The tangent addition formula is a key concept in trigonometry that helps us find the tangent of the sum of two angles. Specifically, if we want to find \(\tan(a + b)\), we use the formula: \[\tan(a + b) = \frac{\tan a + \tan b}{1 - \tan a \tan b}.\] This formula is very handy when you know the tangents of two angles and want to determine the tangent of their sum.
In our exercise, the angles are \(a = u\) and \(b = \frac{\pi}{4}\). The formula allows us to decompose the tangent of this sum into a formula that involves simple operations—addition and subtraction of known tangents.
By applying this formula, you not only get to the required identity but also understand how trigonometric identities are derived and verified.

Verifying a trigonometric identity involves showing that two expressions are equivalent for all values for which both sides are defined.
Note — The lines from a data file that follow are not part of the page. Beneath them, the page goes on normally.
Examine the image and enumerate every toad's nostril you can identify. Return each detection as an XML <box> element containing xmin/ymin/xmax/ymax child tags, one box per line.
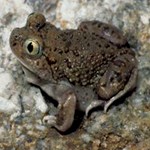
<box><xmin>12</xmin><ymin>42</ymin><xmax>17</xmax><ymax>46</ymax></box>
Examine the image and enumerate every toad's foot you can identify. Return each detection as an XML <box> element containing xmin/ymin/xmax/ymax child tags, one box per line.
<box><xmin>43</xmin><ymin>115</ymin><xmax>57</xmax><ymax>127</ymax></box>
<box><xmin>43</xmin><ymin>91</ymin><xmax>76</xmax><ymax>132</ymax></box>
<box><xmin>86</xmin><ymin>100</ymin><xmax>105</xmax><ymax>117</ymax></box>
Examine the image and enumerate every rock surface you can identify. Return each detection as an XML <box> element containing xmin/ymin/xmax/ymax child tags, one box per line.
<box><xmin>0</xmin><ymin>0</ymin><xmax>150</xmax><ymax>149</ymax></box>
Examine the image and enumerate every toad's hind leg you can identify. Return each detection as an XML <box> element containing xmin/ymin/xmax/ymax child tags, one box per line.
<box><xmin>85</xmin><ymin>100</ymin><xmax>105</xmax><ymax>117</ymax></box>
<box><xmin>86</xmin><ymin>67</ymin><xmax>137</xmax><ymax>115</ymax></box>
<box><xmin>104</xmin><ymin>67</ymin><xmax>137</xmax><ymax>112</ymax></box>
<box><xmin>22</xmin><ymin>66</ymin><xmax>77</xmax><ymax>132</ymax></box>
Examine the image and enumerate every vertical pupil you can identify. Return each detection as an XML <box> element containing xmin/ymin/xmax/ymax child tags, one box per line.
<box><xmin>27</xmin><ymin>42</ymin><xmax>33</xmax><ymax>53</ymax></box>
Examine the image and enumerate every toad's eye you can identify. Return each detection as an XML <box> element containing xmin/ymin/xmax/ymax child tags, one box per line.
<box><xmin>23</xmin><ymin>39</ymin><xmax>42</xmax><ymax>56</ymax></box>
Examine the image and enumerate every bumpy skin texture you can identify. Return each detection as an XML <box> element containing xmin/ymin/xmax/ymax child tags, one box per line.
<box><xmin>9</xmin><ymin>13</ymin><xmax>137</xmax><ymax>132</ymax></box>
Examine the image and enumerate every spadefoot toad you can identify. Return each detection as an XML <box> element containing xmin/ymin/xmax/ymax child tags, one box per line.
<box><xmin>9</xmin><ymin>13</ymin><xmax>137</xmax><ymax>132</ymax></box>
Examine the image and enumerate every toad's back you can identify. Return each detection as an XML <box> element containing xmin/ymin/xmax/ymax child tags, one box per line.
<box><xmin>42</xmin><ymin>23</ymin><xmax>135</xmax><ymax>88</ymax></box>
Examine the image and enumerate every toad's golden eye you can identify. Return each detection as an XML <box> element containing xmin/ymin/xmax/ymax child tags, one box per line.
<box><xmin>23</xmin><ymin>39</ymin><xmax>42</xmax><ymax>56</ymax></box>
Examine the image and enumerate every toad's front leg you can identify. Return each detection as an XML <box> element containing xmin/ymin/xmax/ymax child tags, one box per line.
<box><xmin>22</xmin><ymin>67</ymin><xmax>76</xmax><ymax>132</ymax></box>
<box><xmin>42</xmin><ymin>86</ymin><xmax>76</xmax><ymax>132</ymax></box>
<box><xmin>38</xmin><ymin>82</ymin><xmax>76</xmax><ymax>132</ymax></box>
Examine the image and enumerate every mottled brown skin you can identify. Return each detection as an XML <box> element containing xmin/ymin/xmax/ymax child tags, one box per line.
<box><xmin>9</xmin><ymin>13</ymin><xmax>137</xmax><ymax>132</ymax></box>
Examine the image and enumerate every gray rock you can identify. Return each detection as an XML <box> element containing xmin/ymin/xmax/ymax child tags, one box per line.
<box><xmin>0</xmin><ymin>0</ymin><xmax>149</xmax><ymax>149</ymax></box>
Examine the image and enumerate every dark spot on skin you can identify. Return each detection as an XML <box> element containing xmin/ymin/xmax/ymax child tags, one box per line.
<box><xmin>73</xmin><ymin>49</ymin><xmax>79</xmax><ymax>56</ymax></box>
<box><xmin>84</xmin><ymin>36</ymin><xmax>87</xmax><ymax>39</ymax></box>
<box><xmin>62</xmin><ymin>38</ymin><xmax>67</xmax><ymax>42</ymax></box>
<box><xmin>85</xmin><ymin>92</ymin><xmax>88</xmax><ymax>96</ymax></box>
<box><xmin>65</xmin><ymin>60</ymin><xmax>72</xmax><ymax>68</ymax></box>
<box><xmin>92</xmin><ymin>21</ymin><xmax>98</xmax><ymax>25</ymax></box>
<box><xmin>13</xmin><ymin>42</ymin><xmax>17</xmax><ymax>46</ymax></box>
<box><xmin>53</xmin><ymin>48</ymin><xmax>57</xmax><ymax>52</ymax></box>
<box><xmin>105</xmin><ymin>44</ymin><xmax>110</xmax><ymax>48</ymax></box>
<box><xmin>111</xmin><ymin>30</ymin><xmax>115</xmax><ymax>35</ymax></box>
<box><xmin>103</xmin><ymin>26</ymin><xmax>109</xmax><ymax>33</ymax></box>
<box><xmin>36</xmin><ymin>61</ymin><xmax>40</xmax><ymax>66</ymax></box>
<box><xmin>83</xmin><ymin>25</ymin><xmax>88</xmax><ymax>30</ymax></box>
<box><xmin>98</xmin><ymin>24</ymin><xmax>102</xmax><ymax>28</ymax></box>
<box><xmin>99</xmin><ymin>44</ymin><xmax>102</xmax><ymax>48</ymax></box>
<box><xmin>64</xmin><ymin>47</ymin><xmax>69</xmax><ymax>53</ymax></box>
<box><xmin>58</xmin><ymin>49</ymin><xmax>63</xmax><ymax>54</ymax></box>
<box><xmin>92</xmin><ymin>37</ymin><xmax>96</xmax><ymax>40</ymax></box>
<box><xmin>92</xmin><ymin>32</ymin><xmax>95</xmax><ymax>35</ymax></box>
<box><xmin>15</xmin><ymin>35</ymin><xmax>18</xmax><ymax>38</ymax></box>
<box><xmin>87</xmin><ymin>43</ymin><xmax>90</xmax><ymax>47</ymax></box>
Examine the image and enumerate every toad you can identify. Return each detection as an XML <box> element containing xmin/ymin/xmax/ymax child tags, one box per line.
<box><xmin>9</xmin><ymin>13</ymin><xmax>137</xmax><ymax>132</ymax></box>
This concept is central in mathematics and is particularly important in fields dealing with functions and transformations.
To verify an identity, you often employ algebraic manipulation and known formulas, like the tangent addition formula. Using these tools, you transform one side of the equation to match the other. This process solidifies your understanding of how different trigonometric formulas and identities correlate.

• Start by rewriting and simplifying the expressions using known identities.
• Check each step to ensure the calculations are correct.
• Use symmetry and complementary angles of trigonometric functions.

Practicing these steps helps you efficiently verify identities and appreciate the flexibility and power of trigonometry.

Trigonometry is a branch of mathematics that studies the relationships between the sides and angles of triangles. Going beyond just triangles, it is essential in analyzing periodic phenomena such as sound and light waves, and it forms the basis for complex mathematical concepts.
The three primary functions in trigonometry are sine, cosine, and tangent. They help relate the angles of a triangle to the ratios of its sides.
These functions extend beyond geometric applications. They’re instrumental in calculus, physics, engineering, and even in understanding day-to-day events such as navigation and architecture.

• Sine and cosine functions are periodic and are the foundation of wave equations.
• Tangent deals with angles and slopes, a concept used in real-world applications like navigation.

By exploring exercises that involve verifying identities, students can deepen their comprehension of how trigonometric functions work and are represented.